On 14 June 2023, the “CCUS in Central and Eastern Europe” workshop, co-organised by the Ministry of Climate and Environment and the WiseEuropa Foundation, took place in Warsaw. The workshop was an extension of the periodic meeting held by the technical group as part of the Carbon Sequestration Leadership Forum (CSLF). The interactive part that concluded the workshop involved a group discussion on the public acceptance of the CCS/CCUS technologies.
The discussion was held by participants seated at four tables – each group was asked to address a different bias or attitude that we had identified in relation to the CCS/CCUS technologies, i.e. to discuss a given issue, prepare 1-3 recommendations in regard to overcoming social concerns and present these recommendations to the other participants. Just like the entire meeting, the group work was carried out in English.
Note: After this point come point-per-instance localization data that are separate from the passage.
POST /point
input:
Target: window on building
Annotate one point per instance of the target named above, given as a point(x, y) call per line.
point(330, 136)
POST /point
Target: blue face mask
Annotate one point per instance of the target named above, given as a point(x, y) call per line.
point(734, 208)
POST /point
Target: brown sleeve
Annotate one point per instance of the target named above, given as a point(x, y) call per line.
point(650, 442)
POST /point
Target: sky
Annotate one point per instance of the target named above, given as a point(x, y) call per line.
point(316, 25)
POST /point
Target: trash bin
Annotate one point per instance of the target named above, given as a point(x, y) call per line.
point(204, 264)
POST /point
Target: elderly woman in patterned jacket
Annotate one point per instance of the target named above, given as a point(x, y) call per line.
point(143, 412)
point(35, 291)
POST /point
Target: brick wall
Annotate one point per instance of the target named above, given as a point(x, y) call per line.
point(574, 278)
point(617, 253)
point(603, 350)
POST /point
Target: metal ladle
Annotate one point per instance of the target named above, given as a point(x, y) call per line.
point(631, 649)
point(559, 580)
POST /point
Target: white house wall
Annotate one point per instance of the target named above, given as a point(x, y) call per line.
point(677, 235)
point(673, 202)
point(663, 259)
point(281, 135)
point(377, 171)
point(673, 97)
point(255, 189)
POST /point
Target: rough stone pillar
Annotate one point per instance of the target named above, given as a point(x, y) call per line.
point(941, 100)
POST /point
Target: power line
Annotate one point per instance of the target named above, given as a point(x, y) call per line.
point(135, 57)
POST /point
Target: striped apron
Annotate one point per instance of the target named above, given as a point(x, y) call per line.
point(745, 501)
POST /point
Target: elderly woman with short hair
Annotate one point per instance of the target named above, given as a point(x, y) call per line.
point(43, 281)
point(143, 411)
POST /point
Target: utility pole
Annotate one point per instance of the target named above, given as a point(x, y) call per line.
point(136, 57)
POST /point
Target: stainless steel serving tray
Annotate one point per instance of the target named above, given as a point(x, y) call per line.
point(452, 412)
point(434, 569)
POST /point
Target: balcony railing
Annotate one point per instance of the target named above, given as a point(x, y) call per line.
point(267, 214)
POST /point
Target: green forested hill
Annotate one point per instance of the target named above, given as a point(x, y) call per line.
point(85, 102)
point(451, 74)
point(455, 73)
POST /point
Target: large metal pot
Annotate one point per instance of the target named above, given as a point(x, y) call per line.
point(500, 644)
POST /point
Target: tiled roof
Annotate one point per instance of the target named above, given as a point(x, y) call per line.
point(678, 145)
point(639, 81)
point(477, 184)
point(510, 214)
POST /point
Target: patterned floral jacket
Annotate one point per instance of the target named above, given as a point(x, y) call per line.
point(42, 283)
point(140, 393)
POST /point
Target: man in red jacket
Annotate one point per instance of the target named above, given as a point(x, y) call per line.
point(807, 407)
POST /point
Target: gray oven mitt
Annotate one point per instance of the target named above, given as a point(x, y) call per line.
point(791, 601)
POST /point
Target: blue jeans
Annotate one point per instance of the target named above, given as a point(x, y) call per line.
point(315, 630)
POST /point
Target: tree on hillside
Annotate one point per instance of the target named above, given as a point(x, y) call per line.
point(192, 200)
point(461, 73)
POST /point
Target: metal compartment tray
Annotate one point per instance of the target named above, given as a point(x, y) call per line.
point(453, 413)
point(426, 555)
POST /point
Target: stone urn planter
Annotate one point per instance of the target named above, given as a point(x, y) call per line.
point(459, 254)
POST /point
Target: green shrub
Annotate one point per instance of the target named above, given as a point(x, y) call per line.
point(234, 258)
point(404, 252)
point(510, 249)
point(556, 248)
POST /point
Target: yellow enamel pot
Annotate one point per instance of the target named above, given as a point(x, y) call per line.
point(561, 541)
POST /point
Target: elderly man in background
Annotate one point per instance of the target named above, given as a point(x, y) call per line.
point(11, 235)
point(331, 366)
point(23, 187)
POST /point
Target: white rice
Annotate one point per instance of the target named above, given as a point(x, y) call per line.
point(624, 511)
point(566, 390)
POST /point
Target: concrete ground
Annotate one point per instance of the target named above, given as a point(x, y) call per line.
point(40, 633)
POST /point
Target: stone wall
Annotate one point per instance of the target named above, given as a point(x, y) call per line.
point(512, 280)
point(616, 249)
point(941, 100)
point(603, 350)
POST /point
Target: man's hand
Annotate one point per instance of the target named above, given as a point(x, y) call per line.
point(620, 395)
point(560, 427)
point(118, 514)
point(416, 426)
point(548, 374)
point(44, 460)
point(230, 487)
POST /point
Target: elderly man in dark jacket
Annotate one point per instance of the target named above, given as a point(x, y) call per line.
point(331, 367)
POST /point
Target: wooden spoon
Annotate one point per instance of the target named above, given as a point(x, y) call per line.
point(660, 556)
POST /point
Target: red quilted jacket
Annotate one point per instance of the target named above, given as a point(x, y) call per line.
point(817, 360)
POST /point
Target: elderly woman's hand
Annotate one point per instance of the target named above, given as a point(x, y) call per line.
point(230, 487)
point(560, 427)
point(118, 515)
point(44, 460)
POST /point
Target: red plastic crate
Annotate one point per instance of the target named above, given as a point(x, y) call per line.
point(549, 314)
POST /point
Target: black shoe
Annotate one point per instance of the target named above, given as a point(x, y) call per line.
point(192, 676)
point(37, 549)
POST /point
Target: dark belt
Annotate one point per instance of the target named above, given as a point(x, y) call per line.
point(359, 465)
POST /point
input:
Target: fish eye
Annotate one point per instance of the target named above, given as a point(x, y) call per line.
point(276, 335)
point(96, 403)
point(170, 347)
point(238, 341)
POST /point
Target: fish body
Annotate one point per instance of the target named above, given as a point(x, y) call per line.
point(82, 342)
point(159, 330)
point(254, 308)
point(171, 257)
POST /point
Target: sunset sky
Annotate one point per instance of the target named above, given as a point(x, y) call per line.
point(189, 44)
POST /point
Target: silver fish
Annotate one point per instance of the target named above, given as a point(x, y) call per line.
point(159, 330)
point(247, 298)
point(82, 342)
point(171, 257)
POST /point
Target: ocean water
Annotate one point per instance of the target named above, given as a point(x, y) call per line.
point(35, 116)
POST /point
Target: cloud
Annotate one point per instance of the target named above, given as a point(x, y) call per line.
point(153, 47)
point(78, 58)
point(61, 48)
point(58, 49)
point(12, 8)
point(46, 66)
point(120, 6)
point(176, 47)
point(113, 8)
Each table was assigned a moderator:
1) “The CCS/CCUS technology competes with renewable energy sources and supports further use of fossil fuels” – Michał Wendołowski, Bellona Europa;
2) “The CCS/CCUS technology should not be located in my neighbourhood (i.e. NIMBY – Not in My Back Yard)” – Maciej Giers, WiseEuropa;
3) “CO2 leakage can affect ecosystems and human health” – Paweł Gładysz, AGH University of Kraków;
4) “Distributive justice – who will benefit from the CCS/CCUS projects and who will be endangered by them” – Dawid Janulek, the Ministry of Climate and Environment.
As many recommendations were made in relation to each of the issues raised, it would be impossible to discuss the ideas separately. The common denominator for the solutions to all identified problems was thoughtful and proactive communication at every stage, targeting the various social groups that may be affected by the CCS/CCUS investments.
Particular emphasis was placed on the educational aspect, which involves the factual refutation of misconceptions, by means of understandable language, adapted to the target audience. It is also important to choose an appropriate person to deliver the message – it needs to be someone who is credible and represents a trustworthy and neutral organisation. Such organisations should be seen as a source of potential allies.
Other highlighted aspects included the careful assessment and mitigation of risk as well as the transparency in this respect.
Finally, the communication should be based on the so-called language of benefits – it is recommended for all benefits of CCS/CCUS for people to be named and, preferably, also quantified (e.g. cleaner air, increase in the number of new jobs, development of industrial tourism, local education, expertise). It would also be advisable to draw on positive experiences from other countries in this regard.
The meeting and workshop were attended by, among others, experts from the European Commission, the USA, Canada, Norway, the UK, France, Brazil, China, Japan and Saudi Arabia, as well as representatives of numerous organisations, research institutions and companies involved in the development of the CCUS technology.